Misma mirada también en estos versos de Contracaminante “Aún el autobús de la bohemia / permanecía con la puertas abiertas” , y en estos otros que cierran el breve poema Mensajero fiel “Y sigo quieto / para no interrumpir el mensaje, / remitente incorregible”.

Nuestro ilusionado remitente nos entrega hoy su primer libro, al que seguirán otros, posiblemente mejores, con toda seguridad diferentes.

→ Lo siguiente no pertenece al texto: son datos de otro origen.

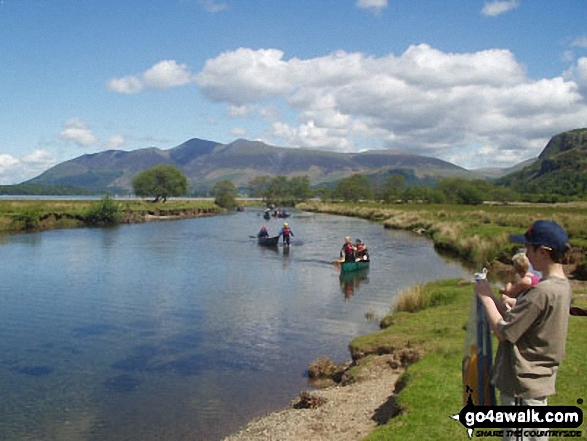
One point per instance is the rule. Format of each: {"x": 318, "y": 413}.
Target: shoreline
{"x": 25, "y": 216}
{"x": 347, "y": 414}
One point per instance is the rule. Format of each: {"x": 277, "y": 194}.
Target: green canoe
{"x": 353, "y": 266}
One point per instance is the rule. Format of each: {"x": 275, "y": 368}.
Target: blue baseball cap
{"x": 544, "y": 233}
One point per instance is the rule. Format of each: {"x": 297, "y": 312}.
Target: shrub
{"x": 28, "y": 220}
{"x": 105, "y": 212}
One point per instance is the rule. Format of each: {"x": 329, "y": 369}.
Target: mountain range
{"x": 206, "y": 162}
{"x": 562, "y": 163}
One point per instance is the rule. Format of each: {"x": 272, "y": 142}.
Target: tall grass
{"x": 478, "y": 235}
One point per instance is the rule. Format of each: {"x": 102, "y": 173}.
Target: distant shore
{"x": 400, "y": 375}
{"x": 29, "y": 215}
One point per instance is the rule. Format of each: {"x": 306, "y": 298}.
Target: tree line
{"x": 163, "y": 181}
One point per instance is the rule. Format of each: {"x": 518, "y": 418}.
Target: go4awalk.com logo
{"x": 527, "y": 421}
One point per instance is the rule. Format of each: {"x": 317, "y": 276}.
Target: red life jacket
{"x": 348, "y": 249}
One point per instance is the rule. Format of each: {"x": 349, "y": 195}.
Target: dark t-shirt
{"x": 535, "y": 329}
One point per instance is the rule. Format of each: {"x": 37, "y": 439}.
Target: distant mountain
{"x": 495, "y": 173}
{"x": 561, "y": 168}
{"x": 206, "y": 162}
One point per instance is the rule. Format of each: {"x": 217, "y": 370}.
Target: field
{"x": 476, "y": 234}
{"x": 32, "y": 215}
{"x": 431, "y": 389}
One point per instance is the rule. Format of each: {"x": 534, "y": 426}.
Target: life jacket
{"x": 348, "y": 249}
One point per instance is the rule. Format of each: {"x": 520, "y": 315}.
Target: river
{"x": 184, "y": 330}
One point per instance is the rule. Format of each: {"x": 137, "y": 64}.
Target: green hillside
{"x": 206, "y": 162}
{"x": 560, "y": 169}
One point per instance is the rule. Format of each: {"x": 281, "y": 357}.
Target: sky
{"x": 479, "y": 83}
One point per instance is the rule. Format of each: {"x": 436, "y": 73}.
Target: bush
{"x": 105, "y": 212}
{"x": 28, "y": 220}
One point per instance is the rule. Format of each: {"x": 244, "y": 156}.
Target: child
{"x": 521, "y": 279}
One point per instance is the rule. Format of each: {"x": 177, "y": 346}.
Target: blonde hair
{"x": 521, "y": 263}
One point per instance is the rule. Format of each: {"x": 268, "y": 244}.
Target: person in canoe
{"x": 348, "y": 250}
{"x": 286, "y": 233}
{"x": 361, "y": 252}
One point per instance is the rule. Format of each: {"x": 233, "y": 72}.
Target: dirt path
{"x": 348, "y": 412}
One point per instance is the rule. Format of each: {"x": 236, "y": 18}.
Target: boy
{"x": 532, "y": 335}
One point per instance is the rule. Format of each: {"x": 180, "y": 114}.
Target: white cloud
{"x": 498, "y": 7}
{"x": 78, "y": 132}
{"x": 578, "y": 74}
{"x": 166, "y": 74}
{"x": 238, "y": 132}
{"x": 127, "y": 85}
{"x": 161, "y": 76}
{"x": 580, "y": 42}
{"x": 114, "y": 142}
{"x": 424, "y": 100}
{"x": 240, "y": 111}
{"x": 213, "y": 6}
{"x": 375, "y": 6}
{"x": 16, "y": 170}
{"x": 6, "y": 162}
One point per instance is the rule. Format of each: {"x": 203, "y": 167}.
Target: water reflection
{"x": 350, "y": 282}
{"x": 184, "y": 329}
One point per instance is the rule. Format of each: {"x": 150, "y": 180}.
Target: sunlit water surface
{"x": 183, "y": 330}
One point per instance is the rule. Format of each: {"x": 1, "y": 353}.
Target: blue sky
{"x": 476, "y": 82}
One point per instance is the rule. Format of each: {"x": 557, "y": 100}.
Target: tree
{"x": 259, "y": 187}
{"x": 105, "y": 212}
{"x": 161, "y": 182}
{"x": 224, "y": 193}
{"x": 354, "y": 188}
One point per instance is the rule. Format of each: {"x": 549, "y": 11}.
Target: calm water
{"x": 184, "y": 329}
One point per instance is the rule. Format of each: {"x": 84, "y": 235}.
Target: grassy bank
{"x": 477, "y": 234}
{"x": 431, "y": 389}
{"x": 37, "y": 215}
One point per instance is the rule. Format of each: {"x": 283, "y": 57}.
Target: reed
{"x": 478, "y": 235}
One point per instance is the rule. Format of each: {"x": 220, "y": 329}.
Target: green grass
{"x": 476, "y": 234}
{"x": 432, "y": 387}
{"x": 29, "y": 215}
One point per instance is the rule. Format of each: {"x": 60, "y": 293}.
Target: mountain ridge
{"x": 205, "y": 162}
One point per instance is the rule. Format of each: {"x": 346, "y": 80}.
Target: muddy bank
{"x": 338, "y": 412}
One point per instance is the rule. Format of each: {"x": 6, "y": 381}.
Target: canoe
{"x": 346, "y": 267}
{"x": 268, "y": 241}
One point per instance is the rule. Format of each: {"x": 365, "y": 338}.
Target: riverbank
{"x": 23, "y": 215}
{"x": 417, "y": 404}
{"x": 405, "y": 380}
{"x": 478, "y": 235}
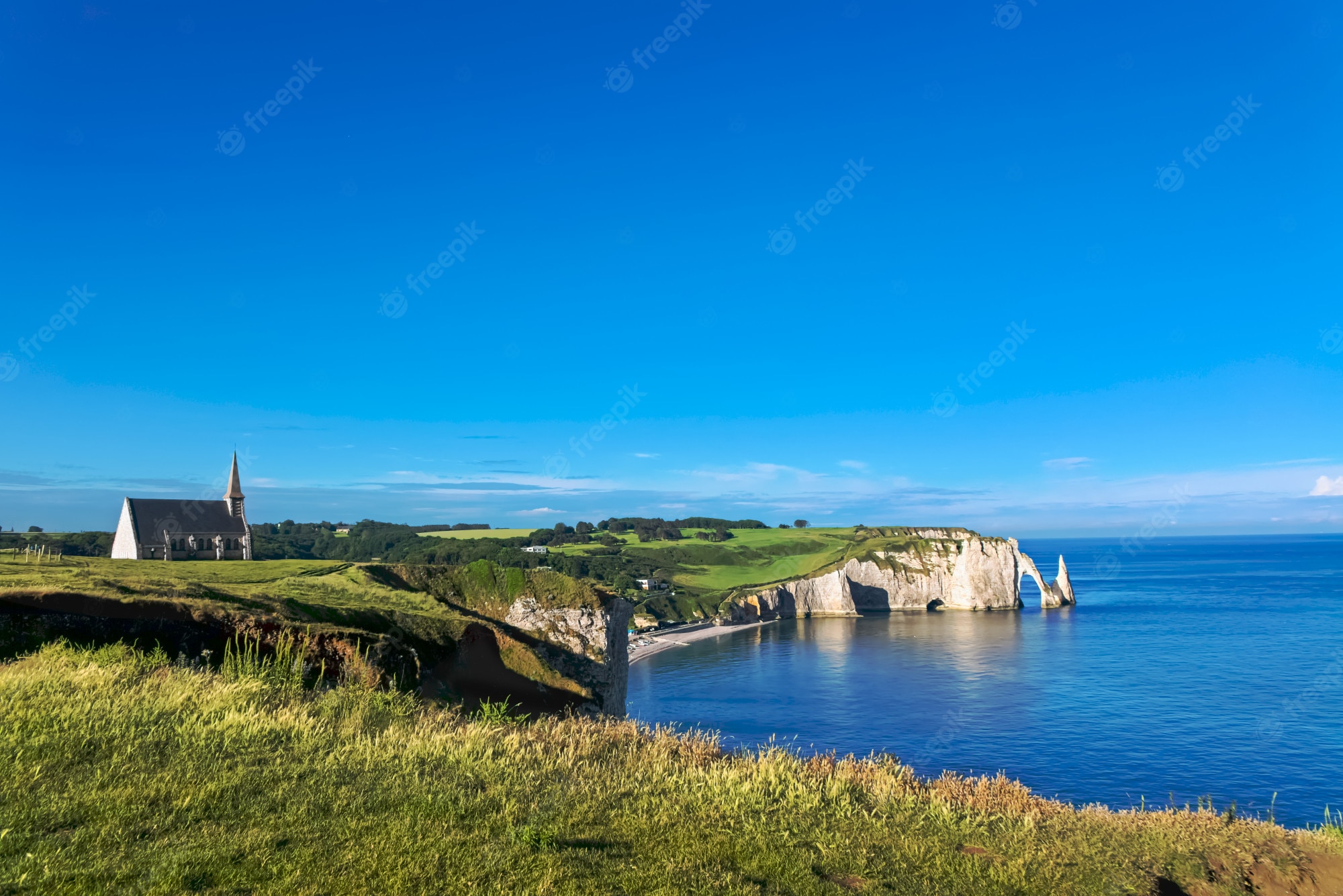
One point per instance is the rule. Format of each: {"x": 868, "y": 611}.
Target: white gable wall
{"x": 124, "y": 545}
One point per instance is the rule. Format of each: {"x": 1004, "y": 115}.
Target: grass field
{"x": 127, "y": 775}
{"x": 481, "y": 533}
{"x": 707, "y": 573}
{"x": 413, "y": 619}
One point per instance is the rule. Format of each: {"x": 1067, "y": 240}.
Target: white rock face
{"x": 1062, "y": 589}
{"x": 584, "y": 644}
{"x": 964, "y": 572}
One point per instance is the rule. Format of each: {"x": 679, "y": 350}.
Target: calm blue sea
{"x": 1191, "y": 667}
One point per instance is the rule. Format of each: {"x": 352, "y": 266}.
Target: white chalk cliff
{"x": 949, "y": 568}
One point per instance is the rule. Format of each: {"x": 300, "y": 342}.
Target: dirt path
{"x": 682, "y": 636}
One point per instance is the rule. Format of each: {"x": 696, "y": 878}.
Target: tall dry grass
{"x": 126, "y": 773}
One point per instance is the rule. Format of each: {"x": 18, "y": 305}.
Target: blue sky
{"x": 660, "y": 246}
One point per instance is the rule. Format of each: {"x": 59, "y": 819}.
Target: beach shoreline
{"x": 684, "y": 635}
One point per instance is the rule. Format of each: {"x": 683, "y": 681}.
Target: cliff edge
{"x": 911, "y": 570}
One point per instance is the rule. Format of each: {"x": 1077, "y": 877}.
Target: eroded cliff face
{"x": 584, "y": 644}
{"x": 953, "y": 569}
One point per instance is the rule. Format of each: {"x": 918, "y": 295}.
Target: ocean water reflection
{"x": 1204, "y": 667}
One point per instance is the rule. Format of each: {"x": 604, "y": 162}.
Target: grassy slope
{"x": 316, "y": 597}
{"x": 124, "y": 775}
{"x": 481, "y": 533}
{"x": 707, "y": 573}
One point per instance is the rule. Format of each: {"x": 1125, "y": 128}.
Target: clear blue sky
{"x": 246, "y": 275}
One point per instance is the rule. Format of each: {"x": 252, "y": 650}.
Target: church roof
{"x": 236, "y": 490}
{"x": 152, "y": 515}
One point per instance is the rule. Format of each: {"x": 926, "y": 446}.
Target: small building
{"x": 179, "y": 530}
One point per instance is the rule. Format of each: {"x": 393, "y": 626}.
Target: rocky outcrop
{"x": 949, "y": 568}
{"x": 1060, "y": 591}
{"x": 585, "y": 644}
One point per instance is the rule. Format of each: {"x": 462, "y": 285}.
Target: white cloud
{"x": 1326, "y": 486}
{"x": 1067, "y": 463}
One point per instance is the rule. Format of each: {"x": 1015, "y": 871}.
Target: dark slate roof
{"x": 179, "y": 517}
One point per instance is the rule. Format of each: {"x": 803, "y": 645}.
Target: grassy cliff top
{"x": 128, "y": 775}
{"x": 281, "y": 587}
{"x": 706, "y": 573}
{"x": 414, "y": 617}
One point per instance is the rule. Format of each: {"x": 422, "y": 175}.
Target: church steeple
{"x": 236, "y": 491}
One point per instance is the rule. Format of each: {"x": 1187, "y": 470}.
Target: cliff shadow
{"x": 476, "y": 673}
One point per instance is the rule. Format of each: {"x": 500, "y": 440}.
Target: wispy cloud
{"x": 1328, "y": 487}
{"x": 1295, "y": 463}
{"x": 1068, "y": 463}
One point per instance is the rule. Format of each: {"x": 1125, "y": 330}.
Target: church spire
{"x": 236, "y": 491}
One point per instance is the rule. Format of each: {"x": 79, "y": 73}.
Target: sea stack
{"x": 1062, "y": 589}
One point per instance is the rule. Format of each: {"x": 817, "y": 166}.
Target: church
{"x": 183, "y": 530}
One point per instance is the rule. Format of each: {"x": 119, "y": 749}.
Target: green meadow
{"x": 481, "y": 533}
{"x": 704, "y": 575}
{"x": 127, "y": 773}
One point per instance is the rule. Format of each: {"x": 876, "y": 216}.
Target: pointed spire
{"x": 236, "y": 490}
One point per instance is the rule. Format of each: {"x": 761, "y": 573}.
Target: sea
{"x": 1191, "y": 668}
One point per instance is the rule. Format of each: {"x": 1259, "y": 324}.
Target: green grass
{"x": 481, "y": 533}
{"x": 707, "y": 573}
{"x": 414, "y": 616}
{"x": 127, "y": 775}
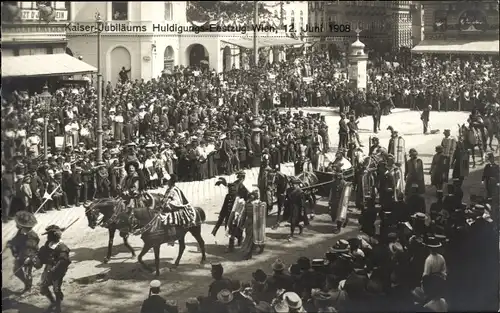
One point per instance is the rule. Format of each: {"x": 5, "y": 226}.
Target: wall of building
{"x": 452, "y": 11}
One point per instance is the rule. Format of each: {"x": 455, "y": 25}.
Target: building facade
{"x": 385, "y": 25}
{"x": 25, "y": 32}
{"x": 149, "y": 37}
{"x": 461, "y": 20}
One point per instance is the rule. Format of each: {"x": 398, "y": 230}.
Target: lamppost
{"x": 99, "y": 24}
{"x": 256, "y": 49}
{"x": 46, "y": 98}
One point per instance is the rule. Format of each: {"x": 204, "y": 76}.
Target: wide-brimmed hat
{"x": 53, "y": 229}
{"x": 25, "y": 219}
{"x": 133, "y": 163}
{"x": 292, "y": 300}
{"x": 432, "y": 242}
{"x": 225, "y": 296}
{"x": 341, "y": 246}
{"x": 278, "y": 265}
{"x": 281, "y": 307}
{"x": 320, "y": 295}
{"x": 259, "y": 275}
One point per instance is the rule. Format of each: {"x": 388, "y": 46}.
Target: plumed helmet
{"x": 25, "y": 219}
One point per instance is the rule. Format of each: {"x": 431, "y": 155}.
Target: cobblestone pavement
{"x": 121, "y": 285}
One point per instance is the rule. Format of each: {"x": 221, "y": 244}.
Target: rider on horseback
{"x": 133, "y": 186}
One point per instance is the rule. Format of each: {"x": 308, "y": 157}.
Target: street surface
{"x": 121, "y": 285}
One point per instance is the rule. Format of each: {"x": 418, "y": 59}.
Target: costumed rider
{"x": 374, "y": 147}
{"x": 133, "y": 186}
{"x": 232, "y": 206}
{"x": 335, "y": 199}
{"x": 55, "y": 256}
{"x": 24, "y": 247}
{"x": 253, "y": 222}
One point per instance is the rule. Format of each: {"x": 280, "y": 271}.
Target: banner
{"x": 59, "y": 142}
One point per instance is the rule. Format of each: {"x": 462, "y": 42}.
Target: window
{"x": 67, "y": 6}
{"x": 169, "y": 11}
{"x": 119, "y": 10}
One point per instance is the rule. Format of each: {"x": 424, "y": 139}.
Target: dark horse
{"x": 153, "y": 232}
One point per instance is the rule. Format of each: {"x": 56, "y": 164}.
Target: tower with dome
{"x": 357, "y": 64}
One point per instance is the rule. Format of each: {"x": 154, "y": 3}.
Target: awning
{"x": 457, "y": 47}
{"x": 44, "y": 65}
{"x": 247, "y": 43}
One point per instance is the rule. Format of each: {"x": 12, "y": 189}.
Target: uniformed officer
{"x": 154, "y": 303}
{"x": 336, "y": 189}
{"x": 491, "y": 176}
{"x": 24, "y": 247}
{"x": 55, "y": 256}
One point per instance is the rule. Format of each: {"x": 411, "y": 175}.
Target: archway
{"x": 119, "y": 57}
{"x": 168, "y": 58}
{"x": 197, "y": 54}
{"x": 226, "y": 59}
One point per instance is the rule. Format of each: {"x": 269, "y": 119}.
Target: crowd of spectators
{"x": 414, "y": 267}
{"x": 180, "y": 121}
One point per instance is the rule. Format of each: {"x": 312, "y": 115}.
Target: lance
{"x": 47, "y": 198}
{"x": 20, "y": 268}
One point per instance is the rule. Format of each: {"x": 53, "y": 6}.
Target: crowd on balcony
{"x": 199, "y": 124}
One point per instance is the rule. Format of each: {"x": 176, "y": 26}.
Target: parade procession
{"x": 249, "y": 157}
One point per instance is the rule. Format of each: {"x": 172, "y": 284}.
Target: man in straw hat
{"x": 24, "y": 247}
{"x": 154, "y": 303}
{"x": 55, "y": 256}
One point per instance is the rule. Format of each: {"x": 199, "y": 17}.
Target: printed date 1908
{"x": 334, "y": 28}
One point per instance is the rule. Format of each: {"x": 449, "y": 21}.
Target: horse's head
{"x": 95, "y": 209}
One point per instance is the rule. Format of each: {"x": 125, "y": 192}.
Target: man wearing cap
{"x": 438, "y": 171}
{"x": 425, "y": 116}
{"x": 295, "y": 207}
{"x": 491, "y": 177}
{"x": 414, "y": 174}
{"x": 24, "y": 247}
{"x": 55, "y": 256}
{"x": 154, "y": 303}
{"x": 459, "y": 162}
{"x": 220, "y": 282}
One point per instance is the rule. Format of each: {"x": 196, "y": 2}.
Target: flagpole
{"x": 47, "y": 198}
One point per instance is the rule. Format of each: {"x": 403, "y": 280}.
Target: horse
{"x": 471, "y": 139}
{"x": 153, "y": 232}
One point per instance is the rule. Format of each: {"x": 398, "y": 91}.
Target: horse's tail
{"x": 201, "y": 214}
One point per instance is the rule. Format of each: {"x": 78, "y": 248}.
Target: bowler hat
{"x": 53, "y": 229}
{"x": 259, "y": 276}
{"x": 278, "y": 265}
{"x": 25, "y": 219}
{"x": 432, "y": 242}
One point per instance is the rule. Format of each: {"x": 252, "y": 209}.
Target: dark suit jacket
{"x": 154, "y": 304}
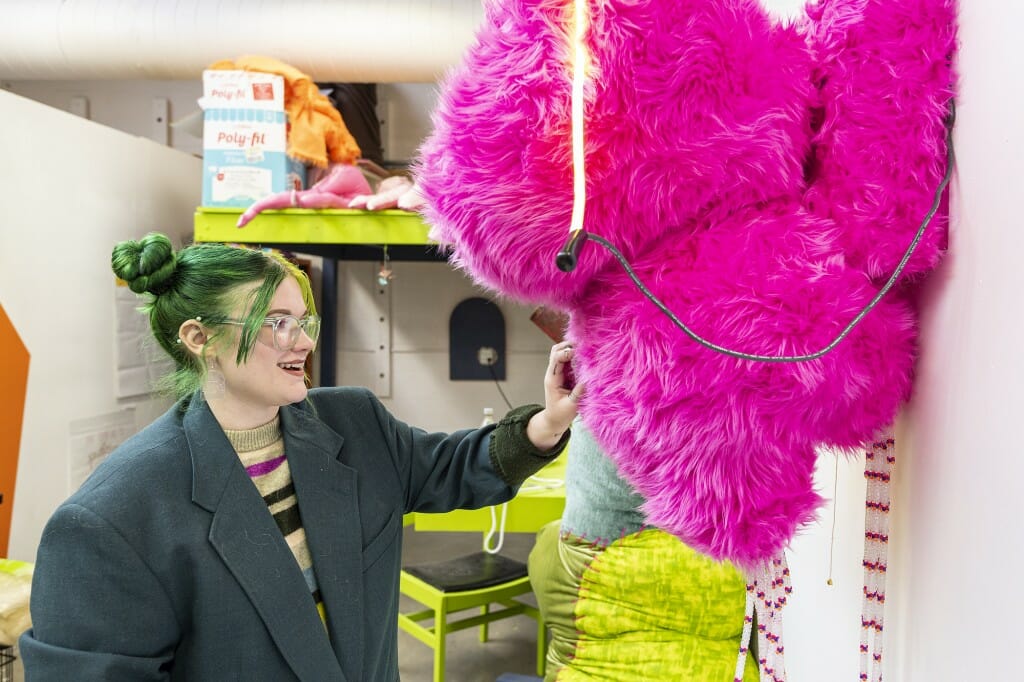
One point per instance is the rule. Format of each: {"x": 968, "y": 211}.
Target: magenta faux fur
{"x": 764, "y": 179}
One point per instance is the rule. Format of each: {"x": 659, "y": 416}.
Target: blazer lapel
{"x": 329, "y": 505}
{"x": 251, "y": 545}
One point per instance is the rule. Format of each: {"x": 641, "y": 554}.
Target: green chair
{"x": 472, "y": 582}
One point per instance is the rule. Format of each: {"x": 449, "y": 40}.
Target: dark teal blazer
{"x": 167, "y": 565}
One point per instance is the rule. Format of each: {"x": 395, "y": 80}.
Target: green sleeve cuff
{"x": 512, "y": 454}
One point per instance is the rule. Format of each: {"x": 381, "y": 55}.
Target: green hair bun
{"x": 147, "y": 265}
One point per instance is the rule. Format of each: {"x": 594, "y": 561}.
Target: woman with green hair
{"x": 254, "y": 530}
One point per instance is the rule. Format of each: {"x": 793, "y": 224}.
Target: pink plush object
{"x": 764, "y": 179}
{"x": 337, "y": 188}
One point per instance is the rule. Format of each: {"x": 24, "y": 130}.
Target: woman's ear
{"x": 194, "y": 336}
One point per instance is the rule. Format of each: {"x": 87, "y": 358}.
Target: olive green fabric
{"x": 646, "y": 607}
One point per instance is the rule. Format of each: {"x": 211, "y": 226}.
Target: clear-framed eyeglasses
{"x": 287, "y": 329}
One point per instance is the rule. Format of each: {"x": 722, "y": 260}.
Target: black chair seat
{"x": 473, "y": 571}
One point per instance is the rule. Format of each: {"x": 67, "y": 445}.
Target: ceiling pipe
{"x": 356, "y": 41}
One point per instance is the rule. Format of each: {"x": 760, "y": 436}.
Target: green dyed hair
{"x": 202, "y": 281}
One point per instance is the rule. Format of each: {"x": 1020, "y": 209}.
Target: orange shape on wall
{"x": 13, "y": 386}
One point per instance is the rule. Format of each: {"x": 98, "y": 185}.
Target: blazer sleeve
{"x": 466, "y": 469}
{"x": 97, "y": 610}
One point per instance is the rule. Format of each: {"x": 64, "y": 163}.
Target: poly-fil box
{"x": 245, "y": 137}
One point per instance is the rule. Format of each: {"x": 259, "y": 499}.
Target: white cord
{"x": 496, "y": 527}
{"x": 542, "y": 483}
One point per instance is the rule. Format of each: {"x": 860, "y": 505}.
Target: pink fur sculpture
{"x": 763, "y": 178}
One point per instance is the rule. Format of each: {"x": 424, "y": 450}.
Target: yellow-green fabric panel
{"x": 644, "y": 608}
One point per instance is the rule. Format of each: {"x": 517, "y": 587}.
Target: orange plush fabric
{"x": 317, "y": 134}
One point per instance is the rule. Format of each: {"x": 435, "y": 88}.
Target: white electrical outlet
{"x": 486, "y": 355}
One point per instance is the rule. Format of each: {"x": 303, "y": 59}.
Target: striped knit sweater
{"x": 262, "y": 453}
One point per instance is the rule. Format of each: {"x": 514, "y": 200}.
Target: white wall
{"x": 953, "y": 603}
{"x": 72, "y": 188}
{"x": 955, "y": 597}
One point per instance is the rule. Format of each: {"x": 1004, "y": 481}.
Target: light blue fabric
{"x": 600, "y": 506}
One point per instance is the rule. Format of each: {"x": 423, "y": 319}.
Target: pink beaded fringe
{"x": 879, "y": 463}
{"x": 768, "y": 588}
{"x": 767, "y": 593}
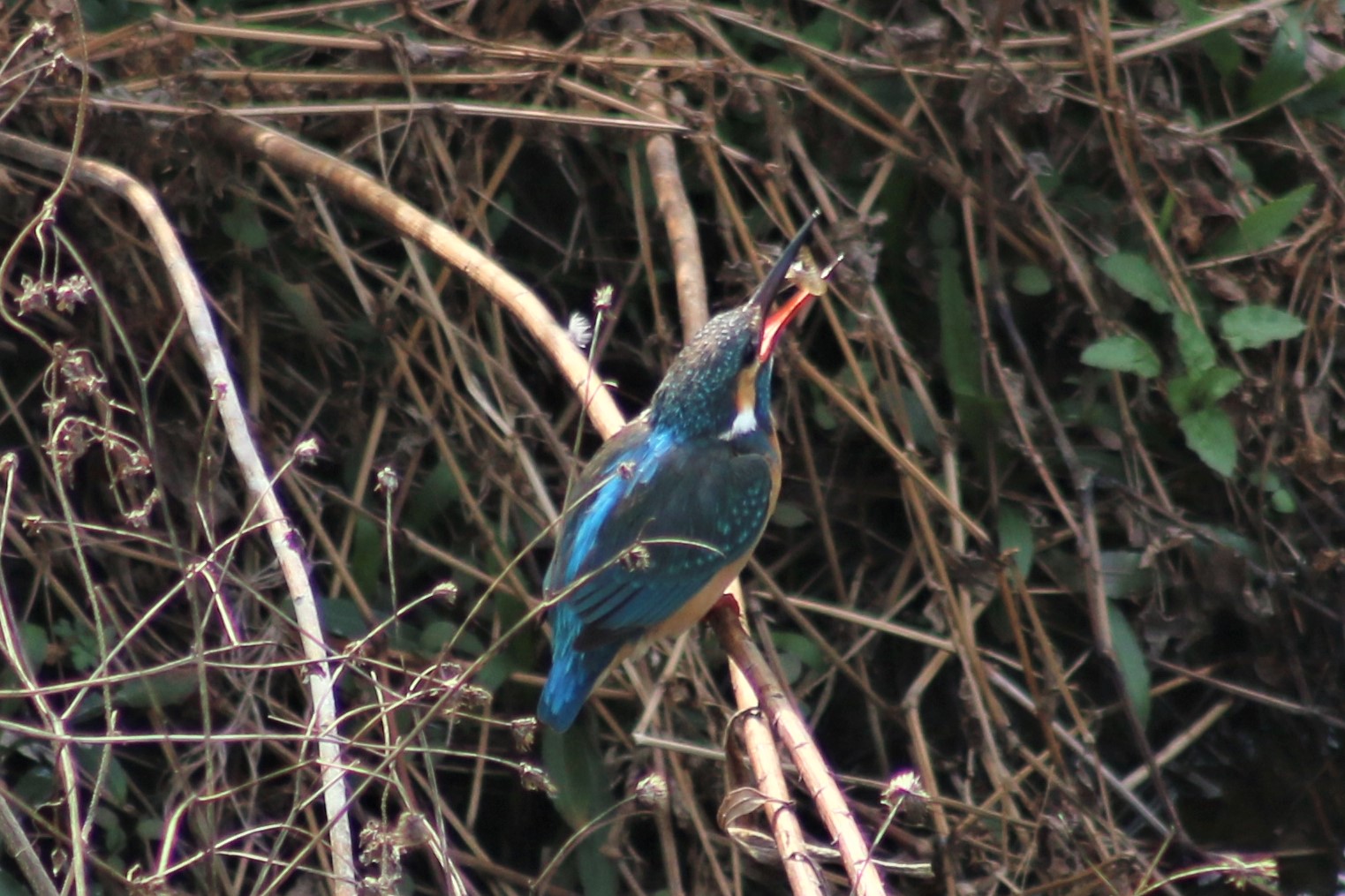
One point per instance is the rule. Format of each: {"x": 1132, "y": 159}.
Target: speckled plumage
{"x": 669, "y": 510}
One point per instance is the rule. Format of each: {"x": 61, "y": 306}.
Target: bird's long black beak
{"x": 772, "y": 325}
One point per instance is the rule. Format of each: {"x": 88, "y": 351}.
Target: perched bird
{"x": 669, "y": 510}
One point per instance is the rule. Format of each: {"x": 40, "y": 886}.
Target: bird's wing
{"x": 650, "y": 526}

Y en ellos, poco a poco, Jesús Arroyo irá descubriéndonos su hondón, ese lugar tan poco accesible entre el gaznate y sus solapas donde habitan las ilusiones y los sueños, haciendo de cada uno de nosotros un ser irrepetible. Para esa apasionante empresa cuenta con muchas noches en vela por delante, muchos folios casi en blanco, y todo el apoyo de los suyos, que ya somos legión.

Yo sé que la poesía es imprescindible, / pero no sé para qué, enunció categórico Jean Cocteau. Y estoy convencido que después de tal hallazgo se sintió algo mejor, compartiendo con nosotros tan saludable desazón. La poesía, esencia y motor de nuestra vida, sirve hoy para esta calurosa acogida a un poeta nuevo, a su temblor y a su palabra.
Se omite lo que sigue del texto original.